ブラックホールーー一般相対論と星の終末
書籍情報
- 著 者:
- 佐藤文隆/R.ルフィーニ
- 出版社:
- 筑摩書房
- 出版年:
- 2009年10月
専門書と一般書の中間くらいの本
まず最初に告白すると、私はこの本を第3章から読み始めて、しかも数式部分を含めていくつか飛ばしつつ読んだ。〝つまみ読み〟とでもいうような読み方をした。
この本の構成をざっと紹介すると、コペルニクスやガリレオから第1章を始めて、第2章が「アインシュタインの相対性理論」。第3章から第5章(最終章)が、星の進化とブラックホールにまつわる話題。もちろん、富松―佐藤解の話も登場する。
本書は数式がたくさん出てくる本だが、言葉のところだけ〝つまみ読み〟することもできる。序章の前にある「本書の読み方について」の記述を紹介したい。
「本文は、大きい活字と小さい活字の二つで印刷されているが、小さい活字の部分は補助的説明またはより専門的な説明である。読者は小さい活字の部分を飛ばして読まれても本書の大すじは理解できるようにしてある。しかし、数式の意味などは多くの場合、小さい活字の部分を読まなければ十分な理解はむずかしいであろう」
「物理学の基礎を学ばれた読者は、本書にあらわれる基本的な数式を計算で確かめることができるであろう。そうすることは、より正確な理解を助けるとともに、より面白い読み方となるであろう」
この本のレベルはどれくらいか。また、佐藤文隆とルフィーニの共著になっている理由について(訳書ではなく、佐藤文隆が執筆したそうだ)
まず、本書の最後にある「ブラックホールと、ルフィーニと私と ――「あとがき」にかえて――」よりの引用。
「……略……彼[ルフィーニ]は秋にはオーストラリアの新興都市パースで一般教養的な集中講義を行なったので、そのレジュメを送ってきた。この本の構成の第ゼロ近似はそれから出発している。それは最近の研究だけでなく、ガリレオからはじまる歴史的導入部を含んだものであった。そして多くの記述は、私が各地の大学で行なった大学院生用の集中講義のノートを下敷にした。また多くの図表をルフィーニの論文や講義録から採用した。このために、この「自然選書」の趣旨から少しそれて専門的すぎるという難が目立ってきたかも知れない。清書の段階で少しその点は修正したつもりだが、はじめの性格を変えるほどにはなっていない。その点では一般書としても、専門書としても中途半端なものになってしまったようである。逆にいうと両方の読み方もあるのではないかなどといういいわけも考えたりしている。……略……」
もう一つ、「文庫版あとがき」より引用。
「……略……本書は1970年代前期に世界のブラックホール研究の最前線にあったホイラー・グループの成果をもとに出来たものである。
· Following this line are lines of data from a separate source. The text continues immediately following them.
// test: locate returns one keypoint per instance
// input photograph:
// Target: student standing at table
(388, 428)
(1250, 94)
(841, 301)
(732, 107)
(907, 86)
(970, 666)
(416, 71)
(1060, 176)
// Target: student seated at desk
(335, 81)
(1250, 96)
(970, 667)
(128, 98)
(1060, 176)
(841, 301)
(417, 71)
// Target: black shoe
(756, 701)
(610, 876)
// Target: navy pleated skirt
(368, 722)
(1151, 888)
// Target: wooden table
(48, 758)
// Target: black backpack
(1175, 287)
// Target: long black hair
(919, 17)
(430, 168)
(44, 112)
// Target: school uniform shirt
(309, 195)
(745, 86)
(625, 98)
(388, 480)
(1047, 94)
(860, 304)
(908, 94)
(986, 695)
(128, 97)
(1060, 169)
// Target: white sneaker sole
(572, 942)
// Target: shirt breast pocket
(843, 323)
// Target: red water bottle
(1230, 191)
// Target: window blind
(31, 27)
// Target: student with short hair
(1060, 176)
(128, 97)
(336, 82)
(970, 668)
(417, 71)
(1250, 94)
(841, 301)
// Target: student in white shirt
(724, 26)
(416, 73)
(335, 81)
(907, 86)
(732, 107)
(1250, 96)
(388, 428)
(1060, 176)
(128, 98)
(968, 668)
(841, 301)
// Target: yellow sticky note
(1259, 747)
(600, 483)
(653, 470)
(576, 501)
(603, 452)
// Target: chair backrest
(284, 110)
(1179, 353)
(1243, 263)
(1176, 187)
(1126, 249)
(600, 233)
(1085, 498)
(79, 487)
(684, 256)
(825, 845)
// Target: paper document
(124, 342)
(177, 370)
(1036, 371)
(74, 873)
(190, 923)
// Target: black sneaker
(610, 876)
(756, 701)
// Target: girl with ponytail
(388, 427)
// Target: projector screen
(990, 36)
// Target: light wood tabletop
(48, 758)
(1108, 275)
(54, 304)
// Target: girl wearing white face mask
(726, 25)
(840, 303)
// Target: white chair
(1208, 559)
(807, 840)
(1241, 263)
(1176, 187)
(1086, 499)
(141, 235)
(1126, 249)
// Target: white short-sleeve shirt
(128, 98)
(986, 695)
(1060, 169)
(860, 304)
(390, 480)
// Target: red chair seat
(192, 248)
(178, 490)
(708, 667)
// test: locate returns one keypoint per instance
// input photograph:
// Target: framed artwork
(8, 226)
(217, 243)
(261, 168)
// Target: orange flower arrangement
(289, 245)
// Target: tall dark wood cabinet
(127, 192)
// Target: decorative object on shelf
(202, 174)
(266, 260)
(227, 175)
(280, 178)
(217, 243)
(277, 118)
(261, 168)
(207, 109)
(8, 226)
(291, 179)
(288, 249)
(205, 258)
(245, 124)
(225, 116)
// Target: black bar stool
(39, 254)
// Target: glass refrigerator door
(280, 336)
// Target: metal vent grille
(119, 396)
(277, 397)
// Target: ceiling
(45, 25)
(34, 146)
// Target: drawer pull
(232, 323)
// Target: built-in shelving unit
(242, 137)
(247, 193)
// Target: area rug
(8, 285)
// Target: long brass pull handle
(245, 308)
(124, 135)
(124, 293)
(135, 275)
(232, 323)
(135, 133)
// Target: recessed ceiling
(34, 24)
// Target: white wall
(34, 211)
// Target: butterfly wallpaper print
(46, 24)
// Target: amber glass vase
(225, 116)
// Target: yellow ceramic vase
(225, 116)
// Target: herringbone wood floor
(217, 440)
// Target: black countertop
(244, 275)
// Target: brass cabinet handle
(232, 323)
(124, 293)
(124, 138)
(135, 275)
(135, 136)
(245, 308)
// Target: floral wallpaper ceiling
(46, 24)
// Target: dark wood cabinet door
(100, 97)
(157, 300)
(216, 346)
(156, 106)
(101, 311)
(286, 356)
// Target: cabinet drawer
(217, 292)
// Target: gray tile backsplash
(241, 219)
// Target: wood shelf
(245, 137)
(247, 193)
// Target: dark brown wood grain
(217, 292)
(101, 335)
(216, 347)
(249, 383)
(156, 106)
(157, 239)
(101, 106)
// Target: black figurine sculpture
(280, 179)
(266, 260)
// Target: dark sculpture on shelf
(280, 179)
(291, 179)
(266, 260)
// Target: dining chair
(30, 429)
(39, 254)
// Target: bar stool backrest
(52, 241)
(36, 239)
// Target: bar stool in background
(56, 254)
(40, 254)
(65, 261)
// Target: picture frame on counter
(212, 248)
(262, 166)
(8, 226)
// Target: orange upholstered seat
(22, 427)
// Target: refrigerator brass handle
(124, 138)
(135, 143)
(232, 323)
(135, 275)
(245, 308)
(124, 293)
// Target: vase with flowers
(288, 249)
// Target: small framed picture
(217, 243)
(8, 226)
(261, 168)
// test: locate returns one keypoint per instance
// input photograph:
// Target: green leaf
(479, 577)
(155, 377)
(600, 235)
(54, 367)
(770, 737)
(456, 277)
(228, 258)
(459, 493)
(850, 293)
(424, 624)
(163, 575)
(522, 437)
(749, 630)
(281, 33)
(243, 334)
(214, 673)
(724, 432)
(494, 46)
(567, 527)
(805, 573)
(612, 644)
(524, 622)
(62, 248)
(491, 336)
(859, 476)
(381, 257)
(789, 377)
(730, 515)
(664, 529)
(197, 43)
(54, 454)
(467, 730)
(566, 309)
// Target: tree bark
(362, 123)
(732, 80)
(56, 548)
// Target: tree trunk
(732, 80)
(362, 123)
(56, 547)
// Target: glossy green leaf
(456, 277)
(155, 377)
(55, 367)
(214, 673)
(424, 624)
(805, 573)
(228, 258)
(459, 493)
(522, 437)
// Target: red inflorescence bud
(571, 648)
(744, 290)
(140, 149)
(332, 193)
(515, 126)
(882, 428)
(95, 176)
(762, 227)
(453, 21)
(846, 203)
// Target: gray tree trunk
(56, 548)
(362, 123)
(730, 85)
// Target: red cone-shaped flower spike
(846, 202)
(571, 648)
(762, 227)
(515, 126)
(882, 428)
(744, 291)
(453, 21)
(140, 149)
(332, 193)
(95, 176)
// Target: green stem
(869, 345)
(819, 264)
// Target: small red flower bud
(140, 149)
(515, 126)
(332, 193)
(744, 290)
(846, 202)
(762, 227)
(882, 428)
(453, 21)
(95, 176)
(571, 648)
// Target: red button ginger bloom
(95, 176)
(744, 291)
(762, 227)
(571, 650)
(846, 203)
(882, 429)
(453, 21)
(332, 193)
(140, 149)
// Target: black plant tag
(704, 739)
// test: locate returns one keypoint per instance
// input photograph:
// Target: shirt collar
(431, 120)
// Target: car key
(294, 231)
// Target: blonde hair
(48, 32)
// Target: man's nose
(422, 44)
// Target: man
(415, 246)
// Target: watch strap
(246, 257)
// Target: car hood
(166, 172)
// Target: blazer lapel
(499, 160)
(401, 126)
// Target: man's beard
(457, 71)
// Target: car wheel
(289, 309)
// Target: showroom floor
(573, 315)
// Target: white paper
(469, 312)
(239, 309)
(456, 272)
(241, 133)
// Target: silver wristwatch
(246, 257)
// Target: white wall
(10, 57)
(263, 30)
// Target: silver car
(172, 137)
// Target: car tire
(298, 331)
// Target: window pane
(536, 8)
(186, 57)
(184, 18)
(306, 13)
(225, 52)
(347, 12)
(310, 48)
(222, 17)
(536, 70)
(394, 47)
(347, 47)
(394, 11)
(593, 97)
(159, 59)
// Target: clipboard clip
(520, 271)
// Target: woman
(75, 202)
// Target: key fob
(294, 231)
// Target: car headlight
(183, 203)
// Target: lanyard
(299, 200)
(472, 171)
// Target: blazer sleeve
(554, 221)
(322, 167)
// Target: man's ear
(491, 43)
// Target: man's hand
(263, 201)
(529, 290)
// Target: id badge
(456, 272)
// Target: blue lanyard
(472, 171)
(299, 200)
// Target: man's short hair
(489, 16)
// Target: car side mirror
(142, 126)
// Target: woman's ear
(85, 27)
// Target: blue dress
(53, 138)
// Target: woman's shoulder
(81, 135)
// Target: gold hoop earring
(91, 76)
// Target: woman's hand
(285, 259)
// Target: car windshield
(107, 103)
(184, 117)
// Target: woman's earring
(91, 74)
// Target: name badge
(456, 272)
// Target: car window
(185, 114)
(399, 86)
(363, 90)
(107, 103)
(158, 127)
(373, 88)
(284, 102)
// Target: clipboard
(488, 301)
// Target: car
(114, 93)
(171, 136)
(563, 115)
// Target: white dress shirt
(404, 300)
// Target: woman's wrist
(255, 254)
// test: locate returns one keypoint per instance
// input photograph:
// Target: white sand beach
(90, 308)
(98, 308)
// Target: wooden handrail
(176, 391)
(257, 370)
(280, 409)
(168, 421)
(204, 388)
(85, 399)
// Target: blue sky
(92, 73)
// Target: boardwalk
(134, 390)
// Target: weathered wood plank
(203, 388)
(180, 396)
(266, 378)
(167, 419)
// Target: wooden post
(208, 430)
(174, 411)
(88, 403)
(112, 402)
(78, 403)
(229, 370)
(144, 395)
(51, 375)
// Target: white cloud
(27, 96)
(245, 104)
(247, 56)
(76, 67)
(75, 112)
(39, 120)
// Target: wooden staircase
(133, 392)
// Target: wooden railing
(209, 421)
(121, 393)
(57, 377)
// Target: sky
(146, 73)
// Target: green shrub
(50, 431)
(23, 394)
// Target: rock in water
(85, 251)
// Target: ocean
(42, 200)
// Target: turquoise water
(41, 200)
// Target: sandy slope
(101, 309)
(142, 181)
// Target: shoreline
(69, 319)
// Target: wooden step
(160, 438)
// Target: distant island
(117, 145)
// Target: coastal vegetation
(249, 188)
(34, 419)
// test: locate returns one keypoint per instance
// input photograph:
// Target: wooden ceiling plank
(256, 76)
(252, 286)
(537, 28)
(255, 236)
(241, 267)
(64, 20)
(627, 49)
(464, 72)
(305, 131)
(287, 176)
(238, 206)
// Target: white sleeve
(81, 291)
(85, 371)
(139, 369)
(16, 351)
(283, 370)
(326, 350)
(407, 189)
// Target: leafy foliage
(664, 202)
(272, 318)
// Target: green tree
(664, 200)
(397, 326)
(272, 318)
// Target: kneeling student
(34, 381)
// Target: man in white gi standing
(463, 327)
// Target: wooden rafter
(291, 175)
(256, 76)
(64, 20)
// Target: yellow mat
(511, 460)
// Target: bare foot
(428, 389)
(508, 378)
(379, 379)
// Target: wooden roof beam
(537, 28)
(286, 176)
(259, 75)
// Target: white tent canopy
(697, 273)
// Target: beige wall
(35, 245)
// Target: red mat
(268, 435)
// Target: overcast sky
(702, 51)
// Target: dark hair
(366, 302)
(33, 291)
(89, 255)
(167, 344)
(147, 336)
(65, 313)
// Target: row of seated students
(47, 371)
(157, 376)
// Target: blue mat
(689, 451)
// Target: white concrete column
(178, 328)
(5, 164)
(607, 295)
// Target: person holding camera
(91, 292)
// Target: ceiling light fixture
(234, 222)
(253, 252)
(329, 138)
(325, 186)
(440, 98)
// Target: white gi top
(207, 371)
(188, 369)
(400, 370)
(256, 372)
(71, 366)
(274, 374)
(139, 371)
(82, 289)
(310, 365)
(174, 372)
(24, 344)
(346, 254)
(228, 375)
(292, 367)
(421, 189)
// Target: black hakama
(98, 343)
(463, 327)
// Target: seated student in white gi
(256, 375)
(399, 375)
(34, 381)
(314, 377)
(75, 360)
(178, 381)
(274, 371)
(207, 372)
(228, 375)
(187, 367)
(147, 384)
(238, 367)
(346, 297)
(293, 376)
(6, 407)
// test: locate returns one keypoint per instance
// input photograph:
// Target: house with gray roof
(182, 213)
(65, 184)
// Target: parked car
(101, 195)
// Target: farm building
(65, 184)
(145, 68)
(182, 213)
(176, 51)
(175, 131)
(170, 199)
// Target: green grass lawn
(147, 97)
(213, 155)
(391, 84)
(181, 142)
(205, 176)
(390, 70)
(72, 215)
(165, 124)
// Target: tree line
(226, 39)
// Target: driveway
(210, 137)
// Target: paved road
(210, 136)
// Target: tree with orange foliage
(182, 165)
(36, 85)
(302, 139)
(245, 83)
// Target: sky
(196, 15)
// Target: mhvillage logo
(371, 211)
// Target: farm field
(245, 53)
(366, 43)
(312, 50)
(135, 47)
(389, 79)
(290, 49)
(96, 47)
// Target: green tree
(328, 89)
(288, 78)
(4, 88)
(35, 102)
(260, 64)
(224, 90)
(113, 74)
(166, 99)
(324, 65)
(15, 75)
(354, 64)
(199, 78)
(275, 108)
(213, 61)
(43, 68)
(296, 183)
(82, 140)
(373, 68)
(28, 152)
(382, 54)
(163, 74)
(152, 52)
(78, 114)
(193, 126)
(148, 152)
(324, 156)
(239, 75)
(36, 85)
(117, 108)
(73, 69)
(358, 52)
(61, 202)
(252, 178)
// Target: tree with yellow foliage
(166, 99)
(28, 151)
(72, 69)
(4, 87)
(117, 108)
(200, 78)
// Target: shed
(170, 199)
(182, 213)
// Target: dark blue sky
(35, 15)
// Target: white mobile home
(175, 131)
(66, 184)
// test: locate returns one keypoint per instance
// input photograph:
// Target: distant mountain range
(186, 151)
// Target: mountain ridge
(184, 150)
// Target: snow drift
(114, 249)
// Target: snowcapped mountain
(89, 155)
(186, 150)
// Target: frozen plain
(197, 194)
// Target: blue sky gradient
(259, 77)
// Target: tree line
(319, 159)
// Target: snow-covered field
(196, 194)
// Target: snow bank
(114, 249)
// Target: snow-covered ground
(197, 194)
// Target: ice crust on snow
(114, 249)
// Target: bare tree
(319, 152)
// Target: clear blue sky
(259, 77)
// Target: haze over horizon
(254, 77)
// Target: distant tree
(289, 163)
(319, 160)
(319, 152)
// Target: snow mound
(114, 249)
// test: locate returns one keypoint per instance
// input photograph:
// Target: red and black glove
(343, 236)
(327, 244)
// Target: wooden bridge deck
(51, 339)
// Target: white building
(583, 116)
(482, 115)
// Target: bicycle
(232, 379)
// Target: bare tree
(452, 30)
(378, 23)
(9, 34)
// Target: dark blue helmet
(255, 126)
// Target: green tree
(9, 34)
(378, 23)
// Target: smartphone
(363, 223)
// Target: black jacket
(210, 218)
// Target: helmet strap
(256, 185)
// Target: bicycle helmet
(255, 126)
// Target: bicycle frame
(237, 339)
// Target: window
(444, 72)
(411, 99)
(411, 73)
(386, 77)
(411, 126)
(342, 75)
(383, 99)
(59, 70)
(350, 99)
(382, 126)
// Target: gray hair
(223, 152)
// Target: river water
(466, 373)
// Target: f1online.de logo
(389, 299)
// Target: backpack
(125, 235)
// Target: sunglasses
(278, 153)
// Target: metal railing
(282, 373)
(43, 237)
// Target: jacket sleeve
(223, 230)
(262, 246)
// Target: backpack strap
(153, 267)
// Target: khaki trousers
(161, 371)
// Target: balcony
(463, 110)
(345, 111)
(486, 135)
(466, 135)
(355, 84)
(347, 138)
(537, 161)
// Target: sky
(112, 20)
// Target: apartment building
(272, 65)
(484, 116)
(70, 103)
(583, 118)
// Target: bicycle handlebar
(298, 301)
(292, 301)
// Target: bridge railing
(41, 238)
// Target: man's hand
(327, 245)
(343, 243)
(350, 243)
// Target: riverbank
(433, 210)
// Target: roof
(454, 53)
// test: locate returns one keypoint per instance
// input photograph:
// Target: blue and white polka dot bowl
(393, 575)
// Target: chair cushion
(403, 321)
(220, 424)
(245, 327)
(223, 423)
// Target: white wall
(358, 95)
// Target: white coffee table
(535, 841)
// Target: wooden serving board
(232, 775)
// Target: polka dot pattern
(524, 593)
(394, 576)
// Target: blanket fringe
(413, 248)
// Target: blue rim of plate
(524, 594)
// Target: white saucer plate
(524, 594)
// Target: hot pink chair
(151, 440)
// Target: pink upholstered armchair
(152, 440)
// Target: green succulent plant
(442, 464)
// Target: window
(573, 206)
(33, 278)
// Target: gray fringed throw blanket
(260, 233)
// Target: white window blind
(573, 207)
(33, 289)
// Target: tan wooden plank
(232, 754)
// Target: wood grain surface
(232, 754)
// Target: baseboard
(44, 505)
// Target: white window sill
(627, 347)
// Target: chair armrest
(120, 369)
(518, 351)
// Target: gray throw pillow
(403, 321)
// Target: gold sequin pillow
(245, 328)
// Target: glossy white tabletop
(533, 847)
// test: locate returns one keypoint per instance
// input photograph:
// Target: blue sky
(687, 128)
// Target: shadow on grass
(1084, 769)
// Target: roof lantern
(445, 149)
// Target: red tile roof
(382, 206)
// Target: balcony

日本語だから私が執筆したものだが、内容と図表などはこのグループのリソースを引き継いでいる。本書が私とルフィーニの共著になっている事情はこのようなものである。……略……」
(引用の際に、「,」は「、」に、「.」は「。」にしている)
ひとこと
1976年に中央公論社より刊行されたものが、2009年に文庫化された。